GitButler Reinvents How Software Gets Built in the AI Era
- Karan Bhatia

- Apr 9
- 2 min read

GitButler, a Git-backed change management tool for modern, AI coding workflows, led by Github co-founder Scott Chacon, has raised a $17M Series A led by a16z with continuing support from its lead seed investors, Fly Ventures and A Capital.
Over the past 15 years, Git has evolved from a niche tool into the core infrastructure of modern software development. That journey highlights a key insight: developer platforms succeed when they reduce friction in collaboration and minimise overhead for those building code.
GitButler was founded to rethink tooling around how developers actually work today, rather than forcing workflows to fit Git’s original design. This funding reflects that core vision.
Software development is entering a new phase, where the problems Git was designed to solve are increasingly misaligned with modern workflows. A system built for patch-based collaboration is now being stretched to support agent-driven development at scale.
The core challenge is no longer writing code, but maintaining context across tools, teams, and AI systems. Organising, reviewing, and integrating changes without introducing chaos has become the central bottleneck.
The traditional model, one developer, one branch, one linear flow, was never fully optimised and is now further strained by the complexity introduced by AI-driven workflows.
Designed for modern workflows, the tool supports short-lived branches and trunk-based development, enabling humans and agents to collaborate seamlessly. It simplifies stacking branches, multitasking, organising changes, and reversing actions, while integrating directly into existing Git projects.

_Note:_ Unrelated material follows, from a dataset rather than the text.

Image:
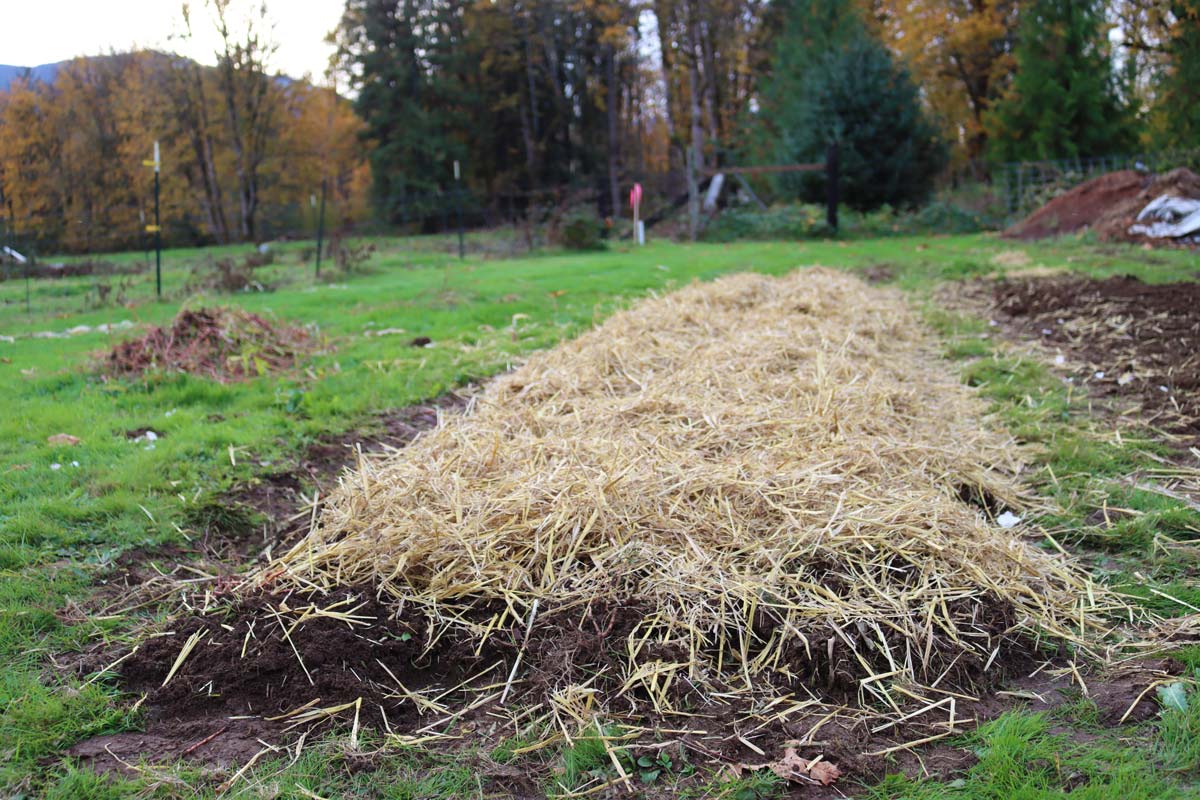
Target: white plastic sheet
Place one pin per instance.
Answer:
(1169, 217)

The broader ambition extends beyond tooling, reviving the vision of “social coding” with collaboration at its core.
While platforms like GitHub improved open-source collaboration, much of the development workflow remains fragmented; issues, boards, patches, and conversations still live across disconnected tools, with valuable context often lost over time. In many ways, team development has become less cohesive rather than more.

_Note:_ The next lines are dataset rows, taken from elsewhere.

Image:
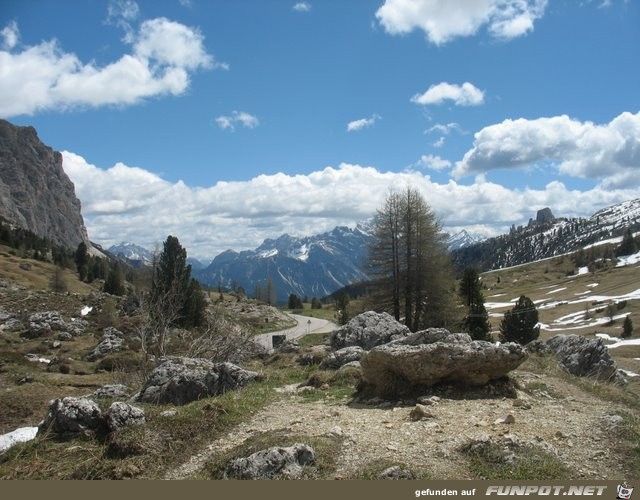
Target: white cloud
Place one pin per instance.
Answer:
(10, 36)
(444, 20)
(609, 152)
(302, 7)
(362, 123)
(237, 118)
(433, 162)
(466, 94)
(127, 203)
(43, 76)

A more social model of coding envisions tighter integration between work, context, and collaboration, where changes are structured clearly, conversations and agent interactions are preserved, and conflicts are identified early. It enables parallel, interconnected workflows, with full visibility across teammates and systems in real time.
This approach reframes version control as an active coordination layer rather than a passive system of record. GitButler is building toward that shift, moving beyond incremental improvements to redefine how software is created and managed.